I plan to try hooking up agentic tools in the future to this which is why I have it set to -np 4 and such a high context amount.

I have this loaded into openwebUI and I setup a workspace for it along with 2 functions. One for web_search that calls the searXNG endpoint and the other that is called scrape_and_scout that calls crawl4AI with a URL and then instructs the output to be sent straight to my scout model rather than being piped directly back to Qwen. Once the scout model completes, the function passes the scouted info back to Qwen to do with what it wants. OnewebUI, SearXNG and Crawl4AI are running in a separate docker alongside Gluetun with split tunneling to help with privacy for searches and to let me relocate my IP to countries that aren't blocked as much by scrapers (I actually have found Poland to work quite well).

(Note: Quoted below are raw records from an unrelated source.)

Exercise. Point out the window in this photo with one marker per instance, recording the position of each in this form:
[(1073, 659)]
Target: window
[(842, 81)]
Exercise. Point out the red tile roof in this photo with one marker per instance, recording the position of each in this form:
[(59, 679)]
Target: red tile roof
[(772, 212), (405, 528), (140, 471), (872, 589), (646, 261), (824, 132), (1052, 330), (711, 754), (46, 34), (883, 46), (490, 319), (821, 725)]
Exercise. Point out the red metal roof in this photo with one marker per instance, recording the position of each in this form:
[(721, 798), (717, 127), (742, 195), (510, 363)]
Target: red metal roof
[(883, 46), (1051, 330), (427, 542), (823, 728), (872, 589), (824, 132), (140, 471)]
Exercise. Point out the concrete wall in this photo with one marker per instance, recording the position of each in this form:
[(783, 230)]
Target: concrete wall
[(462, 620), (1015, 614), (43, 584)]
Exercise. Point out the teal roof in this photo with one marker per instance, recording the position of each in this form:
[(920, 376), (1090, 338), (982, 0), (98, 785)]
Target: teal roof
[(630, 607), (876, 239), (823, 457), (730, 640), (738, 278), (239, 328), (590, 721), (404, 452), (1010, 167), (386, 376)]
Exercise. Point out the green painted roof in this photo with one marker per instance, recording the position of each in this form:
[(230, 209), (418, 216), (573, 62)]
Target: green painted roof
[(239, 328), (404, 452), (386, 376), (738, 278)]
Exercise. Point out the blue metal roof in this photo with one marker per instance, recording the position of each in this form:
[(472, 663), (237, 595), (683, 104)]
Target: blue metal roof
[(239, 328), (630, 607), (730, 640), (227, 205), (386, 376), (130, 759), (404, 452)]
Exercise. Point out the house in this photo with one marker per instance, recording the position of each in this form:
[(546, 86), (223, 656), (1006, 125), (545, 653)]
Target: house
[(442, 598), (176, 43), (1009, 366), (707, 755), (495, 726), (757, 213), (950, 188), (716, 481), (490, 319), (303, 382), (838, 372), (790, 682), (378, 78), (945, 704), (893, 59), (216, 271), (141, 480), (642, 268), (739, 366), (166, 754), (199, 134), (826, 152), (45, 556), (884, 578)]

I have the scout Llama 3.2 3B Instruct on a separate llama server docker container that is running to a 3070 on an eGPU connected to the same strix halo system. This works amazingly well and I was able to give the scout a context window of 49K without making llama.cpp yell at me to fit it entirely on the card. This model is insanely fast at scouting the pages that openwebUI hands it from crawl4AI, so it does not add much extra time to Qwen's workflow. Here is my docker command string for the scout model:

command: >

-m /models/Llama-3.2-3B-Instruct-Q6_K_L.gguf

-c 49152

-np 1

-ngl 999

--host 0.0.0.0

-ctk q8_0

-ctv q8_0

-fa on

--batch-size 4096

--ubatch-size 2048

--no-mmap

-t 4

My one complaint at the moment is that there are times that Qwen will get a bit too excited and forget the constraints I have placed in the system prompt, so I need to figure out a hard limiter on the tools so it doesn't lose its mind and go down 20+ search and scrape rabbit holes trying to find an answer and fill its context window. As each tool call is seen as a new command, Qwen has a hard time counting how many times it has run a tool in a session and just goes wild. Other than that occational issue, it is quite fun watching Qwen look for something, not be happy with web-snippits or scrapes, change it's prompt, try again, and continue refining info until it is happy enough to give an answer. It is certainly not as creative as Gemma 4, but it's tool calling is absolutely bonkers (I could not twist Gemma 4's arm hard enough to make it like tools).

[-]

Djagatahel@reddit

How did you end up configuring crawl4ai? I tried it a few months and I remember the UI being absolutely not intuitive

[-]

hailnobra@reddit

Honestly, I just deployed a docker container for this in my gluetun AI frontend stack and then tied a python script in that lets openwebUI send the call from Qwen to crawl4ai. Here is the crawl4AI section (ports are up with gluetun so I still have access to the webUI for myself, but I have never personally used the UI and just let OpenWebUI handle it

  crawl4ai:
    image: unclecode/crawl4ai:latest
    container_name: crawl4ai
    network_mode: service:gluetun
    environment:
      - CRAWL4AI_API_TOKEN=${CRAWL4AI_API_TOKEN:-} 
      - MAX_CONCURRENT_TASKS=5
    healthcheck:
      test: ["CMD-SHELL", "curl -f http://localhost:11235/health || exit 1"]
      interval: 30s
      timeout: 10s
      retries: 3
    depends_on:
      gluetun:
        condition: service_healthy
    restart: unless-stopped

Here is the python script I put into OpenwebUI tools that handles the scrape and sending to the scout model for summarization (built with some help from Qwen and Gemini to get it working)

"""
title: Scout Scraper Tool
description: Scrapes a website, tokenizes to prevent context overflow, and uses a scout AI to extract data.
requirements: tiktoken, requests, pydantic
version: 1.0.1
"""

import requests
import json
import tiktoken
from pydantic import BaseModel, Field
from typing import Optional

class Tools:
    def __init__(self):
        # Crawl4AI setup
        self.crawl_api_url = "http://localhost:11235/crawl"
        self.crawl_api_token = (
            "<crawl4AI_API_token_Here>"
        )

        # Scout LLM setup (Llama-3.2-3B on Llama.cpp)
        self.scout_api_url = "http://<IPaddress:port_for_llama.cpp_server>/v1/chat/completions"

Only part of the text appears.